A comparison of HIC scores between surviving and deceased patients demonstrated that HIC scores can also be used to predict early response to tocilizumab treatment. The composite scores showed a continuous downward trend in survivors compared to the scores observed in non-survivors. On Day 5 of therapy, although both groups’ scores decreased, the downward trend in deceased patients was less prominent than in surviving patients (21.1% vs. 12.2%), and the scores started to increase afterward. On the last evaluation day, the HIC score dropped below the threshold value of 35 among survivors, but the scores increased approximately twofold in non-survivors.

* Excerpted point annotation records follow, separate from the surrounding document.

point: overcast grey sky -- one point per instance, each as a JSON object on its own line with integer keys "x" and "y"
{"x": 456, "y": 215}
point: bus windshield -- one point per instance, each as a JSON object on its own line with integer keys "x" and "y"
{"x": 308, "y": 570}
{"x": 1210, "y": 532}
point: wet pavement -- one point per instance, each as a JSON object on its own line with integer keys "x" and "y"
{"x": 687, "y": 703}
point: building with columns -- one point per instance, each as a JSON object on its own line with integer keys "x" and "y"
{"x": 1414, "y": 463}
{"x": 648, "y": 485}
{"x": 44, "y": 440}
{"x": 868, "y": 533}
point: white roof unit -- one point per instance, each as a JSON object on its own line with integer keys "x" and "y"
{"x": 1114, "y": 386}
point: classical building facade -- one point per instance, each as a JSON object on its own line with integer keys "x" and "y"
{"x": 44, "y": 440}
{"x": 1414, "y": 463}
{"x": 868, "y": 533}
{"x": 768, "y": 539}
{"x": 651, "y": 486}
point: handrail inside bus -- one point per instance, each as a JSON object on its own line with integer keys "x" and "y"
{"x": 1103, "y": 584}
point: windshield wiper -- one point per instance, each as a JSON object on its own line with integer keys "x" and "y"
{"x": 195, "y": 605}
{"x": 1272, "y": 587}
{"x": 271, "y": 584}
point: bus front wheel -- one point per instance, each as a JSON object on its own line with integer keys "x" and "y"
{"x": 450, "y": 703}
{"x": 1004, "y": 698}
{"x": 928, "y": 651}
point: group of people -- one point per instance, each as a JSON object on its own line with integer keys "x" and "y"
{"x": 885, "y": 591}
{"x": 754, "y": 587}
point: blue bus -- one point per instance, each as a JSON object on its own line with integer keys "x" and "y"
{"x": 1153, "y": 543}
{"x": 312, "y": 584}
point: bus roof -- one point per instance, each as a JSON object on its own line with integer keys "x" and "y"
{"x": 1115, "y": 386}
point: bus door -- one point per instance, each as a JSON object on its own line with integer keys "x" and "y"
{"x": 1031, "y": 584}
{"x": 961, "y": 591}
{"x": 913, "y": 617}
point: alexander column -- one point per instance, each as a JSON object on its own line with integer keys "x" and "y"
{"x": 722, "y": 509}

This study has several limitations, primarily because of its retrospective design and the number of patients who used both tocilizumab and glucocorticoids. Despite these limitations, the findings offer valuable insights into earlier periods of the COVID-19 pandemic. The observed mortality rate in patients who received tocilizumab treatment was notably lower than the rates reported for patients with severe disease during the same period. Secondly, using anakinra in patients with insufficient response to tocilizumab and dose titration for the resolution of inflammation may be an option for controlling the unfavorable disease course and improving survival. Thirdly, the time-dependent changes in some parameters such as the numbers of neutrophils, lymphocytes, monocytes, and levels of ferritin, D-dimer (increased 3-fold), LDH, CRP (especially >50 mg/dL), procalcitonin (around 1 ng/mL), troponin, and CK may have a potential for the prediction of the efficacy of tocilizumab earlier.

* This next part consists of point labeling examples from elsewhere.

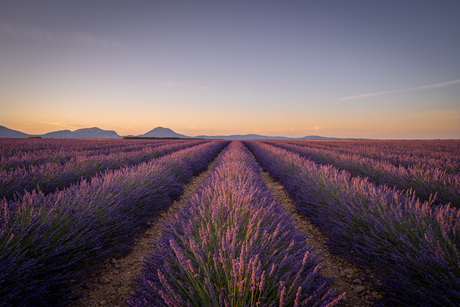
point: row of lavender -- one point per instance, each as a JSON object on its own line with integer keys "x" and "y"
{"x": 47, "y": 243}
{"x": 49, "y": 177}
{"x": 426, "y": 182}
{"x": 443, "y": 155}
{"x": 232, "y": 245}
{"x": 15, "y": 155}
{"x": 412, "y": 248}
{"x": 13, "y": 147}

In conclusion, in addition to the baseline CK and troponin values, dynamic changes in the composite HIC scores appear to be a reliable and practical tool for monitoring patients with severe COVID-19. Neutrophil count, CRP, D-dimer, LDH, troponin, and CK levels may serve as predictors of tocilizumab efficacy on Day 5 of the treatment. The HIC score, originally developed for diagnosing COVID-19-associated hyperinflammation, can also be used to monitor treatment response.